The Beauty Regimen for the Fendi Baguette

The Beauty Regimen for the Fendi Baguette
Image by Harper's Bazaar

The Fendi Baguette is the bag that gave the world the term "It bag." Designed in 1997 by Silvia Venturini Fendi and worn tucked under the arm like a French loaf—hence its name—the Baguette became a cultural phenomenon, immortalized on screen and coveted in every conceivable fabric, from sequins to exotic leather to the maison's signature FF logo. To care for a Baguette is to preserve a small, jewel-like object that helped define modern fashion itself.

The Baguette is compact and softly structured, with a short strap meant to nestle the bag close to the body. Its small size belies a real vulnerability: with little internal structure, it loses its neat rectangular shape when stored empty, the front flap softening and the body folding at the edges. A bag pillow sized to the Baguette's small interior, finished in satin, keeps the silhouette plump and the flap flat during rest—a small intervention that matters all the more on a bag this petite, where any distortion is immediately visible.

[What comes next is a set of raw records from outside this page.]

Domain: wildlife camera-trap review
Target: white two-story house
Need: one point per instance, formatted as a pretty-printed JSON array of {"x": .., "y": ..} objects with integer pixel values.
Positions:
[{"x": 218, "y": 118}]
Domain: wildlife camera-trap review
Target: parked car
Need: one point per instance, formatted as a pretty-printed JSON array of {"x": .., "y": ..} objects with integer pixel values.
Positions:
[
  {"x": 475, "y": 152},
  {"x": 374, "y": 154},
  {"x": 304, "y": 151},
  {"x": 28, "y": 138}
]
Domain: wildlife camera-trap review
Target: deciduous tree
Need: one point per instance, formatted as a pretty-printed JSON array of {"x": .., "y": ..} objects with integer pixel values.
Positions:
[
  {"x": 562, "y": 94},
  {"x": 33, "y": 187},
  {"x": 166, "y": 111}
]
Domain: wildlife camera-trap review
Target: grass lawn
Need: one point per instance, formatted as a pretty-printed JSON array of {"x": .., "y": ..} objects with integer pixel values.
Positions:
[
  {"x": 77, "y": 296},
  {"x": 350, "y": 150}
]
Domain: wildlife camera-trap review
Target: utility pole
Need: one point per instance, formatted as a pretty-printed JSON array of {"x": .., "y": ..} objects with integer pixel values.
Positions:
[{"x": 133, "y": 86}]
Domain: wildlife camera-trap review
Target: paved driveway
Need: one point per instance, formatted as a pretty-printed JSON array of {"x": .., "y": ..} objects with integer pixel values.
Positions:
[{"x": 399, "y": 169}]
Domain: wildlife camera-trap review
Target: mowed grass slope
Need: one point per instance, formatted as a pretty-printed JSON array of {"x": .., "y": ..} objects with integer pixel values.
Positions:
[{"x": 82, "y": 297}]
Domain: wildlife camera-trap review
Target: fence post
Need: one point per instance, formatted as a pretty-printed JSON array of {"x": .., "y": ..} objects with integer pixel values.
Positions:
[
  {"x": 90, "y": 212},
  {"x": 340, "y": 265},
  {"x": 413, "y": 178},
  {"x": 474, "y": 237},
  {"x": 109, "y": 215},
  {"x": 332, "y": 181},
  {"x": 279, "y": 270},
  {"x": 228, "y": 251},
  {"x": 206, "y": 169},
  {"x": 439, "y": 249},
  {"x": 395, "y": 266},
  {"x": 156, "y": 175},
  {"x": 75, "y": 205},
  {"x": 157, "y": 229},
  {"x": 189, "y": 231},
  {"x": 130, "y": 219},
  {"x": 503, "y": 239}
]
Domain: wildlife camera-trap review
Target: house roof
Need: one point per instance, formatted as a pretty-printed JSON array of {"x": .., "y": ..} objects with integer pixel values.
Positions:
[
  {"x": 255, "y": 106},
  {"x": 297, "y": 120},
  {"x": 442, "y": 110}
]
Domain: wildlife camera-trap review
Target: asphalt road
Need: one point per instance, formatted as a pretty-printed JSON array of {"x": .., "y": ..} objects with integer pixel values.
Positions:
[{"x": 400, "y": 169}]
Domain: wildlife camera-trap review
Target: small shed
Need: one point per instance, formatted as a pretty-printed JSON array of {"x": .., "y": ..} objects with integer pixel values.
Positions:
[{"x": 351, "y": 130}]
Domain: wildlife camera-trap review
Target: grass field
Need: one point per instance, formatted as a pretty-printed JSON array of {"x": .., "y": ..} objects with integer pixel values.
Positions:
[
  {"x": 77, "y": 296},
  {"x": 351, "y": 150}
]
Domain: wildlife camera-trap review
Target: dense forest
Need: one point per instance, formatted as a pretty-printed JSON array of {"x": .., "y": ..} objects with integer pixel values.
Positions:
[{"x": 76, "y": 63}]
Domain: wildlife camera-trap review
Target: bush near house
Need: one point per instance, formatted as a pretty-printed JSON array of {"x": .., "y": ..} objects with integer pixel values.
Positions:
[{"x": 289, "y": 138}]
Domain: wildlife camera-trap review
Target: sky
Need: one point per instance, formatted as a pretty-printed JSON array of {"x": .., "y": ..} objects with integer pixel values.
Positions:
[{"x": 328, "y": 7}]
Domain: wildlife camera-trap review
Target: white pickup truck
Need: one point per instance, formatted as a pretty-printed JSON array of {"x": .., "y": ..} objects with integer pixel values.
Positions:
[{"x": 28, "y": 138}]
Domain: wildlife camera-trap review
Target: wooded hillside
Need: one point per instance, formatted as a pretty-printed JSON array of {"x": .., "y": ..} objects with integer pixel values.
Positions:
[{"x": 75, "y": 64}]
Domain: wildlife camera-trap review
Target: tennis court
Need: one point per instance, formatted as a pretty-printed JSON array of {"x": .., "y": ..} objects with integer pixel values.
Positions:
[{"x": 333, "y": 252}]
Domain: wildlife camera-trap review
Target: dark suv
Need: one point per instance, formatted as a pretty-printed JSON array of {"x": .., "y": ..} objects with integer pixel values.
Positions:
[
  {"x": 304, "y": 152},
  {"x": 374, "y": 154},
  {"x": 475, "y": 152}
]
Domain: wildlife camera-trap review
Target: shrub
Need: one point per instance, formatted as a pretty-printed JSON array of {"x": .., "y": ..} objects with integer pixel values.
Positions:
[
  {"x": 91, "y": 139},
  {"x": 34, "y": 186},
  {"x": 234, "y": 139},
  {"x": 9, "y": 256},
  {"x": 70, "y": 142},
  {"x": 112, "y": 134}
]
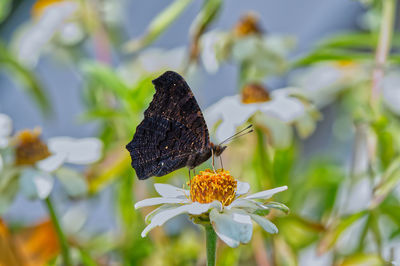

The Baguette's astonishing range of materials is part of its magic and its challenge, because each demands its own care. Sequined and beaded Baguettes must be stored so the embellishments lie flat and undisturbed, never crushed against rough fabric that could snag or dislodge them. Leather and FF-canvas versions respond best to a dry microfiber wipe between wears. Exotic and embroidered editions, among the maison's most collectible Baguettes, require the gentlest handling of all, kept far from friction and moisture.

Image by InStyle

The signature FF clasp is the bag's centerpiece and its most-handled element. Plated metal, it should be wiped only with a dry microfiber cloth and operated gently to preserve both the finish and the leather around it. The short shoulder strap, frequently flexed where it meets the body, should be stored uncreased—laid flat or gently coiled rather than folded sharply.

Storage protects the Baguette's small perfection. A breathable satin dust bag, fully enclosing the bag, shields it from dust and UV fade while letting the material breathe—and for embellished versions, satin's smooth surface is essential, as coarser fabrics can catch on sequins and beads. The Baguette should be kept flat or upright in a cool, dark place, never stacked beneath heavier bags, and never sealed in plastic.

The Baguette is proof that great design needs no scale to make an impact—a bag small enough to tuck under the arm yet large enough to shape an entire era of fashion. Cared for with attention to its delicate materials and clever clasp, it stays as crisp and captivating as the day it first turned heads, a pocket-sized piece of history kept beautifully intact.